И затрещали выстрелы винтовок, злые, торопливые, сливающиеся в барабанную дробь, а на полу будки застонали и закрутились люди. Вскакивали, метались, бросались друг на друга, ползали около стен, по полу, что-то вскрикивали и, взмахивая руками, валились и стукались головами о пол… И все это продолжалось не больше десяти секунд, а потом сразу тишина и топот лошадиных ног в отдалении.
– Поручик! За мной!..
Поручик Паромов приподнялся на руке, улыбнулся Соломейко и снова опустился…
– Прощайте… – с хрипом прошептал он…
Подполз к раскрытой двери один из раненых: цепляясь за косяк и обмазывая его кровью, поднялся на ноги и, покачиваясь, как пьяный, стал кричать, неуклюже взмахивая в воздухе одной рукой:
– Товарищи! Товарищи!..
На станции кричали «ура», и эхо его повторял лесок, куда убежал Соломейко… На полу, в будке, сидел и радостно хныкал парень с бабьей рожей, обмазанной грязью и кровью:
– Наши, наши, наши…
Поручик завозился и тоже сел. Глаза его блуждали, и в них было безумие и ужас. Он остановил неподвижный взор на хныкающем парне, и тот стал ему улыбаться. Потом парень засмеялся и закричал Паромову, помахивая рукой:
– Жив? Наши, брат, пришли… Радуйся!
Поручик кивнул головой, улыбнулся и снова лег, положив голову на ногу убитого соседа. Лежал, напряженно силился что-то вспомнить, и в его памяти вдруг ярко вырисовался «синий раскрытый глаз», который не хотел закрываться…
– Давайте-ка носилки, товарищи!.. Здесь живые есть…
Глава четвертая
Если «Бог есть любовь», то любовь есть Бог…
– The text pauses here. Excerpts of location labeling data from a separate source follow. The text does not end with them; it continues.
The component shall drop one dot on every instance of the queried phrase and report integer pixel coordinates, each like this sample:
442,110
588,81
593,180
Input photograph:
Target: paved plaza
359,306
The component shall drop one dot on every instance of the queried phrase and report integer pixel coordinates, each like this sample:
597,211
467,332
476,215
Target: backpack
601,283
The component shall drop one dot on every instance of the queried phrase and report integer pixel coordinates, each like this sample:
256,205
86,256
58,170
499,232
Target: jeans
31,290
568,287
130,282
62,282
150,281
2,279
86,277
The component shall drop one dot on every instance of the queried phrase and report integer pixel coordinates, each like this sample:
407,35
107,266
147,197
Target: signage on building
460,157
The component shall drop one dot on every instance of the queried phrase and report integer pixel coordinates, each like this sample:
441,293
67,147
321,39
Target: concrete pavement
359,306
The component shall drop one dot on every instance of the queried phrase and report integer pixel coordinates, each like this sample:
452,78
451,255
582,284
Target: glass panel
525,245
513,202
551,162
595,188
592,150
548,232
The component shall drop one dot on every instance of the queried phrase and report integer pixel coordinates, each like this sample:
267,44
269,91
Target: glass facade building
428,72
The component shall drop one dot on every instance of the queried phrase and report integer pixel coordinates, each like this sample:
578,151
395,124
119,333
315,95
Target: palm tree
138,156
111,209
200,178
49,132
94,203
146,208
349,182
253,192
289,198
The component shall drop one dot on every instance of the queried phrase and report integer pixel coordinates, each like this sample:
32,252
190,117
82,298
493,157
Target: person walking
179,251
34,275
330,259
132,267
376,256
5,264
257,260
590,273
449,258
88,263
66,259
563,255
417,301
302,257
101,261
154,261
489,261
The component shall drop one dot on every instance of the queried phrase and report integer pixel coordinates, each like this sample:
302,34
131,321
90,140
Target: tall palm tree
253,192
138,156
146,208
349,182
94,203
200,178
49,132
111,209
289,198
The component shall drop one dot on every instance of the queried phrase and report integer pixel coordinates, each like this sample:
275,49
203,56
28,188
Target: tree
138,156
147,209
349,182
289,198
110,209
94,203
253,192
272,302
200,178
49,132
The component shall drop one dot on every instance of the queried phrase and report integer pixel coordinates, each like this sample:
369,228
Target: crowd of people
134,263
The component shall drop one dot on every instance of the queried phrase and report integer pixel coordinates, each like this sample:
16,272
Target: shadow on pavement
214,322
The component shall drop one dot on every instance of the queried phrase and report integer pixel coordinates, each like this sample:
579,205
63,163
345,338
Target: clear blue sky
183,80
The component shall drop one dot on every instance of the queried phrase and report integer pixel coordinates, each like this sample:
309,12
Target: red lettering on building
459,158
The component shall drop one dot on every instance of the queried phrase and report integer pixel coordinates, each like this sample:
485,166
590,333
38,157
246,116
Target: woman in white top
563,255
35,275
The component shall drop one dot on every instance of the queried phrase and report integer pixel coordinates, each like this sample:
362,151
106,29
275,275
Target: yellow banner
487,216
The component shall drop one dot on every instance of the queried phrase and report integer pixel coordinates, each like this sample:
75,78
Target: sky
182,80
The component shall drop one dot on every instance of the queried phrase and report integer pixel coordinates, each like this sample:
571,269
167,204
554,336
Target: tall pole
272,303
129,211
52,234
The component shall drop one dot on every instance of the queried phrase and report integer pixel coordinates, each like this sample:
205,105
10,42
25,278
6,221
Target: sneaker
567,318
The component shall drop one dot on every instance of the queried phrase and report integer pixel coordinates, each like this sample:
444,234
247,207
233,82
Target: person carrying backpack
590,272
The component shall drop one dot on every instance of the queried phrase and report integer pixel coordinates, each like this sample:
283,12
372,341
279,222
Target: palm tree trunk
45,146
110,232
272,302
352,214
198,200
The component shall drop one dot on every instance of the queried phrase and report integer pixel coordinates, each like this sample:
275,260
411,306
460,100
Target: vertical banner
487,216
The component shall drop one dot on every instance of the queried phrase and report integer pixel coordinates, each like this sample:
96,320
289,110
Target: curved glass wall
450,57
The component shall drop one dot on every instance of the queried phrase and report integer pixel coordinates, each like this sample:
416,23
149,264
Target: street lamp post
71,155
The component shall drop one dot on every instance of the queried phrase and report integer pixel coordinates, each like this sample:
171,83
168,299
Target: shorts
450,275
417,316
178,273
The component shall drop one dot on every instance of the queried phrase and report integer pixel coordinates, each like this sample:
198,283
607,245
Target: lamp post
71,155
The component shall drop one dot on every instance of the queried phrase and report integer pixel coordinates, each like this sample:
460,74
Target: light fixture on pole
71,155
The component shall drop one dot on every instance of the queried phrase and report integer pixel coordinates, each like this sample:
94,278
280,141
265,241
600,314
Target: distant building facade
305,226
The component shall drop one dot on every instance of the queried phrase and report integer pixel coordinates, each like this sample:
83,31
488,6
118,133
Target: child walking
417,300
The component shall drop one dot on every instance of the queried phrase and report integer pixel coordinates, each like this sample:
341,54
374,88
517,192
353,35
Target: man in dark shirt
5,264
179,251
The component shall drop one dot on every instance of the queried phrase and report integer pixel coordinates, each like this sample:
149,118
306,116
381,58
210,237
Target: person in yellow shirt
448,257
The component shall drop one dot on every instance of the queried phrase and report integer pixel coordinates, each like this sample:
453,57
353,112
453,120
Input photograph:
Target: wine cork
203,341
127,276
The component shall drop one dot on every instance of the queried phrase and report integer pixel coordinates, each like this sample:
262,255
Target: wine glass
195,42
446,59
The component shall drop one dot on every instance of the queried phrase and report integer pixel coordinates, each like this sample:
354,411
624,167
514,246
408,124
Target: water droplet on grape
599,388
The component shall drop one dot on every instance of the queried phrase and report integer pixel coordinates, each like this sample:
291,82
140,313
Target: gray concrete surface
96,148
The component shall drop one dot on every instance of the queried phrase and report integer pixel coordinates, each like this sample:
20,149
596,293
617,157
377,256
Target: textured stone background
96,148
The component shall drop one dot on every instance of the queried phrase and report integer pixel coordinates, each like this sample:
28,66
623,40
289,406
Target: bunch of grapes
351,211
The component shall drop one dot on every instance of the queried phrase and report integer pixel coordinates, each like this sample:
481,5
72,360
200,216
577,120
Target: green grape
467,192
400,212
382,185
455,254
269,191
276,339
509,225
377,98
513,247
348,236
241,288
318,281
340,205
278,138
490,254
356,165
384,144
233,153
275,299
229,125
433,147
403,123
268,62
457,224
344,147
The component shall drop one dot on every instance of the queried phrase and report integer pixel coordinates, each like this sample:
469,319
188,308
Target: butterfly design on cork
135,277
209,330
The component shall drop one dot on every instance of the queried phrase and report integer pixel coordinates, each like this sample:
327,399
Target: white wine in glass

В любви все: цель, смысл и красота жизни. От нее все чудеса на земле и на небе. Она творец всех драгоценностей, видимых и невидимых. Она – гений творчества, гений искусства, величайший архитектор, скульптор, художник, поэт и музыкант. Произведения ее гения щедрой рукой разбросаны на каждом нашем шагу, но мы так привыкли к этим чудесам, мы так невежественны, что не замечаем их и считаем чудесами. Только уродство, извращение, безобразие бросаются нам в глаза и кажутся «чудом», а красота уходит из поля нашего внимания… Разве не чудеса творит любовь, украшая землю неисчислимым количеством цветов изумительной красоты и разнообразия в форме, рисунке и сочетании красок? Разве, помимо этого, любовь в мире не творит нам еще певцов, музыкантов, целые хоры и оркестры, славословящие любовь, радость и красоту мироздания? Мы любуемся цветами, пьем их аромат, слушаем дивных солистов и хоры и оркестры пернатых, но совсем не задумываемся над всеми этими чудесами. Не в тысячу ли тысяч больше творит всяких чудес любовь в душах человеческих? Не она ли делает нашу душу зеркалом, отражающим образ и подобие Божие? От любви вся наша поэзия, недаром называемая «божественной», все наши искусства, наука, религии и мечты о наступлении Царства Божия на земле. Ведь все религии, все социальные утопии, все научные теории о будущем социальном счастье в конечном счете питаются от живой воды того же источника жизни – любви человека к человеку. И когда покидает Любовь душу человеческую, из нее уходит Бог и вселяется – Ненависть. Дьявол. Зверь из бездны. Душа человека превращается в темную и страшную бездну, в которой нет ни красоты, ни творчества, а только хаос разрушения и смерть…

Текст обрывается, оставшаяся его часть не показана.